Actions to Reduce Fraud Impact

1. Account Protection

• Enable Recovery Options: Ensure that recovery options are enabled and up-to-date for important accounts like email, cloud storage, and financial institutions.
• Regularly Update Passwords: Periodically change your passwords, especially for sensitive accounts.
• Set Up Alert Notifications: Configure alerts for account activities, such as logins, transactions, or changes to your personal information.

2. Device and Cloud Security

• Use Strong Passcodes and Biometrics: Secure your smartphones and other devices with strong passcodes and biometric authentication.
• Enable Remote Wipe and Location Services: Use ‘Find My’ services to locate or remotely erase your devices if they are lost or stolen.
• Back Up Data Regularly: Ensure that your data is regularly backed up to the cloud or another secure location to prevent data loss.

3. Phone Number Security

• Set Up a PIN or Password with Your Carrier: Protect against unauthorized SIM swaps by securing your mobile account with a PIN or password.
• Enable Account Change Alerts: Receive notifications for any changes made to your phone account to quickly respond to unauthorized actions.

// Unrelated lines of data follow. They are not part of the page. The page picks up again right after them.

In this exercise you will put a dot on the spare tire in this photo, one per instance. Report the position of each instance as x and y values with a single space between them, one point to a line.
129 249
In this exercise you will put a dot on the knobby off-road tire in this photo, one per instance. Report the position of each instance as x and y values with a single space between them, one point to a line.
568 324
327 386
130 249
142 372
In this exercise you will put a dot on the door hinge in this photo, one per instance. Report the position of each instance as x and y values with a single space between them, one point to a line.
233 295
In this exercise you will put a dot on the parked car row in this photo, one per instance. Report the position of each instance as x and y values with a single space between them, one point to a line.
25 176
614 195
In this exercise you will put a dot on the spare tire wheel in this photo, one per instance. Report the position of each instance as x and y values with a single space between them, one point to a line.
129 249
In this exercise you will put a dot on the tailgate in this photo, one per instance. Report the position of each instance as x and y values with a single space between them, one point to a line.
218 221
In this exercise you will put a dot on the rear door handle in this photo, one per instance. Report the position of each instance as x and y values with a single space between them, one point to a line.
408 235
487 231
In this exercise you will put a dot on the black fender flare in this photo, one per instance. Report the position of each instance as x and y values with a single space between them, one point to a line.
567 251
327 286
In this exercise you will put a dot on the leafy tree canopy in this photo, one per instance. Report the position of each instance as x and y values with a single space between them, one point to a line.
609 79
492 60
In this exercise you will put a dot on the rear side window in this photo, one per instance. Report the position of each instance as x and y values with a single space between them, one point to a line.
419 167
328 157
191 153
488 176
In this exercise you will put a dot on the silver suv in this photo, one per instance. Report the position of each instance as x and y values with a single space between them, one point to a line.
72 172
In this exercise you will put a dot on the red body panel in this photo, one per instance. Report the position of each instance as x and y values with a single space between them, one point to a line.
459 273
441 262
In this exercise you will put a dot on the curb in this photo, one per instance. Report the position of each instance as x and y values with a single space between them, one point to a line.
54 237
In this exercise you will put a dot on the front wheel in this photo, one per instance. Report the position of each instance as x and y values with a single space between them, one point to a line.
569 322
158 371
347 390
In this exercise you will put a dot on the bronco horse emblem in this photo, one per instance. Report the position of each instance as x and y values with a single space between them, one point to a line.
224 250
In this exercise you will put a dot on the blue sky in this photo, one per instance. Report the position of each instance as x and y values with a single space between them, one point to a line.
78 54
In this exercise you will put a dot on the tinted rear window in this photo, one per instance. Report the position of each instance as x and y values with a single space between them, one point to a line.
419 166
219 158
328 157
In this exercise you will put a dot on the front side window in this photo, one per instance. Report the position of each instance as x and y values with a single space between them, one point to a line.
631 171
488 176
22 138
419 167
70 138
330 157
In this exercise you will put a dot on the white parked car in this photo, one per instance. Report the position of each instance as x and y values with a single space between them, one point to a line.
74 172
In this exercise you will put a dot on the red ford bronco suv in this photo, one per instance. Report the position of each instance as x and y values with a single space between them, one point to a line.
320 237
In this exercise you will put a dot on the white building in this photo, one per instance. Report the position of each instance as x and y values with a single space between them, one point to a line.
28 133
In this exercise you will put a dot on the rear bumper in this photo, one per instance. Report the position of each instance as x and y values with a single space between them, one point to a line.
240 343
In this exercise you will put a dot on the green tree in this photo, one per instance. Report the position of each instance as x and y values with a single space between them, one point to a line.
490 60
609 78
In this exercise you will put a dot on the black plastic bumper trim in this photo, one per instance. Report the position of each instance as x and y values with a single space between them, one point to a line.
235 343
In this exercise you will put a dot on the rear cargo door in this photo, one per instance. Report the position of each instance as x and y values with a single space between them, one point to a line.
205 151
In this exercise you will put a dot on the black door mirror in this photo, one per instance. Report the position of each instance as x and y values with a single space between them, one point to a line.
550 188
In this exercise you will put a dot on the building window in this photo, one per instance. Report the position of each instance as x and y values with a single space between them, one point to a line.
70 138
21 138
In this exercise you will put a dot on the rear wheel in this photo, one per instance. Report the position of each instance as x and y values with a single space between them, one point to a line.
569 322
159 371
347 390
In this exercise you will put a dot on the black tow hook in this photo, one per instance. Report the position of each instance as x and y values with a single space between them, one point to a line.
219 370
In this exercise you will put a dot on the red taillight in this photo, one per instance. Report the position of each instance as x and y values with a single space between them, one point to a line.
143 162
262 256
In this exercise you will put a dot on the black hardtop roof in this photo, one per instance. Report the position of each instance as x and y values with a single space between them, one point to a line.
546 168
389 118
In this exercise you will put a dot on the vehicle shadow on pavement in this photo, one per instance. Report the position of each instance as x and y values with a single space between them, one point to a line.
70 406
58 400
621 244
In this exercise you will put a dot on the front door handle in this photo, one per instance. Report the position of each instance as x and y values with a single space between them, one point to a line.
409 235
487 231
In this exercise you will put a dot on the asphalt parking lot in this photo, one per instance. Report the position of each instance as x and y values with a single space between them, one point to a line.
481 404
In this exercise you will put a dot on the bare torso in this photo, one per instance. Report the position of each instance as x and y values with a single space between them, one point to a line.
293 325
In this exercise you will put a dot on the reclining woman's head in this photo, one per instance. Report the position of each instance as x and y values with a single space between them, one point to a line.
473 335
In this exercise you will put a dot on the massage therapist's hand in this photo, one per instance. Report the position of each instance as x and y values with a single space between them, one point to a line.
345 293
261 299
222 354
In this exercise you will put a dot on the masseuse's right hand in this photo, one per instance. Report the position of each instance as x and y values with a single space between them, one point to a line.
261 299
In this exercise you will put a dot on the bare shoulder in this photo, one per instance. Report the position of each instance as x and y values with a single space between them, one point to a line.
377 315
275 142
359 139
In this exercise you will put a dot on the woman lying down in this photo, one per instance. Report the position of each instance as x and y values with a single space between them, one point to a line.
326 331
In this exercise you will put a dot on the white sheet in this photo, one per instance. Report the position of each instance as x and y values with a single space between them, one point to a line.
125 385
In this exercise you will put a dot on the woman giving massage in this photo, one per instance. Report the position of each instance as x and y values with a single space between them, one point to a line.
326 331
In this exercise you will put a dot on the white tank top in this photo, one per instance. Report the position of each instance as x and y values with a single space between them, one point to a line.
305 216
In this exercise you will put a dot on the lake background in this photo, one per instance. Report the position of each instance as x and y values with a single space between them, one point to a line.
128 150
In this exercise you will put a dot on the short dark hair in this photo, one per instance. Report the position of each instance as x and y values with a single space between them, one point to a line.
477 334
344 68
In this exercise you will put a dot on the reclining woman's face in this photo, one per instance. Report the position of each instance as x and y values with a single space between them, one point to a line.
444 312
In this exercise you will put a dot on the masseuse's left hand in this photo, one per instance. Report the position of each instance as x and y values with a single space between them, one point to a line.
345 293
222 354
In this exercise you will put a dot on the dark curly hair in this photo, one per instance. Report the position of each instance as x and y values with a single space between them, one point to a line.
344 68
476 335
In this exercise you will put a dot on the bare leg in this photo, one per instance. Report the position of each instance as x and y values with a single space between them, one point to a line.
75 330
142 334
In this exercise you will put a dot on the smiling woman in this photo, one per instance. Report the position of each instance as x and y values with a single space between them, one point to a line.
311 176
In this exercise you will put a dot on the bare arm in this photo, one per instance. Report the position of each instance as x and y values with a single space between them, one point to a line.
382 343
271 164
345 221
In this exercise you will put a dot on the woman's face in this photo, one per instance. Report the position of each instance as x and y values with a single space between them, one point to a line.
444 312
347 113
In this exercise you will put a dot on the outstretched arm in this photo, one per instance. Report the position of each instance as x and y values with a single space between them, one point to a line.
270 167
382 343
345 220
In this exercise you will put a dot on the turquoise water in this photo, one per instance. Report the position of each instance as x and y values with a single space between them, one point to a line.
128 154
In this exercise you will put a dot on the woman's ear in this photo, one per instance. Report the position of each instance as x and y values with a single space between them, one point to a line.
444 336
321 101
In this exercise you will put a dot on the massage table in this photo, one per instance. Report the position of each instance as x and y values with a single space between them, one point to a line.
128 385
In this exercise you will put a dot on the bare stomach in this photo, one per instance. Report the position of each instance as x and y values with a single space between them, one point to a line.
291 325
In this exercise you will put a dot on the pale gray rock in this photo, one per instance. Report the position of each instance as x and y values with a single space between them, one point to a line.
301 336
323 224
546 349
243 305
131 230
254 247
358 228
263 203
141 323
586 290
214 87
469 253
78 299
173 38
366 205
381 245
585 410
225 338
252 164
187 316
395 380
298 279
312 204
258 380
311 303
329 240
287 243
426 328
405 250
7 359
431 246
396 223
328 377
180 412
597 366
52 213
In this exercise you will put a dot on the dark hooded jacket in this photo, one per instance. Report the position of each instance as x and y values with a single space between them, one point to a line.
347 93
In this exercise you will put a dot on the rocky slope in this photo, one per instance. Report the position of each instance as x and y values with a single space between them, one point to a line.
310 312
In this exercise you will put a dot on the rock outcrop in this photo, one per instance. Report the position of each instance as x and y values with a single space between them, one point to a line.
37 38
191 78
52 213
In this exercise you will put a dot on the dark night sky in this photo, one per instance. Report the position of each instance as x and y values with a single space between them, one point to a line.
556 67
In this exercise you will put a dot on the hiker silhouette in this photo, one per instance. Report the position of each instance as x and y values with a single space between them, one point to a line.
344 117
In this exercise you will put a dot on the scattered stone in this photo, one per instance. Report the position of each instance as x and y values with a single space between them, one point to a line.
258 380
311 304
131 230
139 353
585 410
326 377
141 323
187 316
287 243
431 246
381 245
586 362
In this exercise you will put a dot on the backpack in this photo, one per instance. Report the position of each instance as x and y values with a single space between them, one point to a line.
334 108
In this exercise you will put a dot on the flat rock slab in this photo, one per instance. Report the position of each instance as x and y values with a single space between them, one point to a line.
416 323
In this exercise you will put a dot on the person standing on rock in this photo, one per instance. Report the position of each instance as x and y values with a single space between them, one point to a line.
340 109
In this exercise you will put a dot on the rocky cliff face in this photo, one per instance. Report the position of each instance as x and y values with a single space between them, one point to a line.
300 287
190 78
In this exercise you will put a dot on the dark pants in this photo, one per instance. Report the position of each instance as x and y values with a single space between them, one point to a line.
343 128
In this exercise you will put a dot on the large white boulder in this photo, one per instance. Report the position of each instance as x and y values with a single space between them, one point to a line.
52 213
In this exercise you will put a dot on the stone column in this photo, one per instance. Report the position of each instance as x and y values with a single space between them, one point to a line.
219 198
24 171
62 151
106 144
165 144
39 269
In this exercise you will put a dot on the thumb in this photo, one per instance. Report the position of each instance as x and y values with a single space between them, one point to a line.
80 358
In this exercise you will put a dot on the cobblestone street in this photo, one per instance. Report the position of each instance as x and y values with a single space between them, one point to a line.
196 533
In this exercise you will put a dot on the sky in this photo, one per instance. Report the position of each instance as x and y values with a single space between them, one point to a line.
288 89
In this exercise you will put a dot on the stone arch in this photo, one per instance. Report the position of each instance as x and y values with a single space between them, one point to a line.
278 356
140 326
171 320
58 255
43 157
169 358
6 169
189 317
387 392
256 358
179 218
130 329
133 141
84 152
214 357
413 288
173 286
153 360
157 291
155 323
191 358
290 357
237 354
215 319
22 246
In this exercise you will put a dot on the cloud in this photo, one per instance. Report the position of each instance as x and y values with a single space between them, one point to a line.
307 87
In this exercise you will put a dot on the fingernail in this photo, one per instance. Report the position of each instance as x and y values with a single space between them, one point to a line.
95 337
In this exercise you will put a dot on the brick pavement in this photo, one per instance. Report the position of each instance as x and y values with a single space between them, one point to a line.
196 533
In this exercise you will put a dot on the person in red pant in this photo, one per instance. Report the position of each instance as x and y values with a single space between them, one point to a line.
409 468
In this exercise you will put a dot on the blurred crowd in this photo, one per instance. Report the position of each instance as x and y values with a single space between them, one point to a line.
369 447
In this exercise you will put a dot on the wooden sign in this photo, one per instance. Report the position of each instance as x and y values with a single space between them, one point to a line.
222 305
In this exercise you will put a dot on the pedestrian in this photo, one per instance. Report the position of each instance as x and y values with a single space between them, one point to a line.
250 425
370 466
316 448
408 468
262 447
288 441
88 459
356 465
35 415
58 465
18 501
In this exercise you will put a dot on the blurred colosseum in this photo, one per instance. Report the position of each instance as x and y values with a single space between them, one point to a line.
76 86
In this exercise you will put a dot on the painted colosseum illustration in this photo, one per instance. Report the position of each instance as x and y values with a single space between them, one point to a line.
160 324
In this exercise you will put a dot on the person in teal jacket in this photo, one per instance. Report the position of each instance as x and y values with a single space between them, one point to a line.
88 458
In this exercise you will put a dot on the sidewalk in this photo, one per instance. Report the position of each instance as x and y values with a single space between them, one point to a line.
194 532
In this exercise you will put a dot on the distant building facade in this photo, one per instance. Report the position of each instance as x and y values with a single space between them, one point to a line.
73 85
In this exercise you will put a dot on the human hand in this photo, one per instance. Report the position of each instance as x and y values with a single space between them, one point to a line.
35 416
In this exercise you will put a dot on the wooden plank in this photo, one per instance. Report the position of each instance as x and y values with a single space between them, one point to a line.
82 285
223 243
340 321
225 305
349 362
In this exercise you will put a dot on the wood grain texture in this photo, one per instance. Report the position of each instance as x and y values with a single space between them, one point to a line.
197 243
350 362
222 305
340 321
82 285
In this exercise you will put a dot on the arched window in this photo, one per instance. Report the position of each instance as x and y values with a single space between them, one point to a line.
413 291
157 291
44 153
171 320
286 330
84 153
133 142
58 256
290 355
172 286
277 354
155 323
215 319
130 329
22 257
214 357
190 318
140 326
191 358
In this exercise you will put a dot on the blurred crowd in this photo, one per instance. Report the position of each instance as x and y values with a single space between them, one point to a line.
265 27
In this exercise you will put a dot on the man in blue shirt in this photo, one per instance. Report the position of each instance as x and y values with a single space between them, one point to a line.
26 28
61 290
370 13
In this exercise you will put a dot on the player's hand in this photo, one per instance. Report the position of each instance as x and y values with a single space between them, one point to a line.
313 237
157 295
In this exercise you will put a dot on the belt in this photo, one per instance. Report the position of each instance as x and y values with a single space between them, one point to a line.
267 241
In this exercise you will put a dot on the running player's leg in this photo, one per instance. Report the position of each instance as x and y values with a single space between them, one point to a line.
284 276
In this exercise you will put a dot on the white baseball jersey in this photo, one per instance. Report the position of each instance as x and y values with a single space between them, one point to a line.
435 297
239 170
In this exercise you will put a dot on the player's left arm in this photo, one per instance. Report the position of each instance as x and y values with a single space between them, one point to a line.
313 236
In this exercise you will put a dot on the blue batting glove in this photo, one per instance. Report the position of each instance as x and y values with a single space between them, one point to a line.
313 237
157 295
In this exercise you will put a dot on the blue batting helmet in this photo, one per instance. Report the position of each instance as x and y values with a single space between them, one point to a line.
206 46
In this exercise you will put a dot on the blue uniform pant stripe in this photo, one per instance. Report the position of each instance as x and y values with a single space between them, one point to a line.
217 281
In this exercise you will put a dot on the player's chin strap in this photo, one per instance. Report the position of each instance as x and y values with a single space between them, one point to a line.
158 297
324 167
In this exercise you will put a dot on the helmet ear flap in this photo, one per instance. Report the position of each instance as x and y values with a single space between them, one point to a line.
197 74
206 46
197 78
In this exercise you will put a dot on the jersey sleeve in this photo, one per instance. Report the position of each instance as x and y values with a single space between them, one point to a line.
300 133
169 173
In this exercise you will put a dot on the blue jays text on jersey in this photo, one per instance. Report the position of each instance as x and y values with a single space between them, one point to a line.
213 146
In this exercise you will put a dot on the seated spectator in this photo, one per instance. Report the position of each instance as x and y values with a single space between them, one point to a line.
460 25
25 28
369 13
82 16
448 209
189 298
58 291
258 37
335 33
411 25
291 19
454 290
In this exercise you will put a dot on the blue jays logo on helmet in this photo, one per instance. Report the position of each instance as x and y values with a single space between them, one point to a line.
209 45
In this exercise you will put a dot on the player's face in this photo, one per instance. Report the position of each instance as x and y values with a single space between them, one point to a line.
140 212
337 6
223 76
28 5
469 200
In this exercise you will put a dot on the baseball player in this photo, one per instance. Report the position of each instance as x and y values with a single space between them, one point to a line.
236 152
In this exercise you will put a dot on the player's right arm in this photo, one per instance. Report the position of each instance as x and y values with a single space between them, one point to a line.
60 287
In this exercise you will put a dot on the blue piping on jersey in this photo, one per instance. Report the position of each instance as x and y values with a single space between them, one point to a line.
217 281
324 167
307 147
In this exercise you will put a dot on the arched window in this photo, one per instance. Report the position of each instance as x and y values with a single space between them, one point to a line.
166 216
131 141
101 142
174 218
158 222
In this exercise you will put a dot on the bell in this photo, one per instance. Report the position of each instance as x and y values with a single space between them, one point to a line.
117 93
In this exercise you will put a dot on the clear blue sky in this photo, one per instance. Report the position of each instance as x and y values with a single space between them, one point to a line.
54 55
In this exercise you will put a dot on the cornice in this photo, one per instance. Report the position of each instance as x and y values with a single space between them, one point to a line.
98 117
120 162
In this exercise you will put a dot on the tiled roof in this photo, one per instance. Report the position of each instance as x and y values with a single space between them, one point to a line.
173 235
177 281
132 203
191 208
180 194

Actions to Take if You Believe You Are Actively Being Frauded

1. Disconnect Immediately

• Cease All Communication with the Scammer: Stop engaging with the suspected fraudster immediately.
• Disconnect from the Internet: If necessary, disconnect your device from the internet and shut it down to prevent further compromise.

2. Verify Suspicious Communications

• Contact Institutions Directly: Independently verify any suspicious communications by contacting the institution using verified contact information.

3. Report the Fraud

• Notify Authorities: Report the incident to the FBI IC3 at www.ic3.gov, and local law enforcement.
• Inform Financial Institutions and Credit Agencies: Notify your banks and credit agencies to place fraud alerts and protect your accounts.

4. Monitor and Protect Affected Accounts

• Check for Unauthorized Transactions: Continuously monitor your accounts for any unauthorized transactions or changes.
• Change Passwords and Enable MFA: Secure all affected accounts by updating passwords and enabling MFA.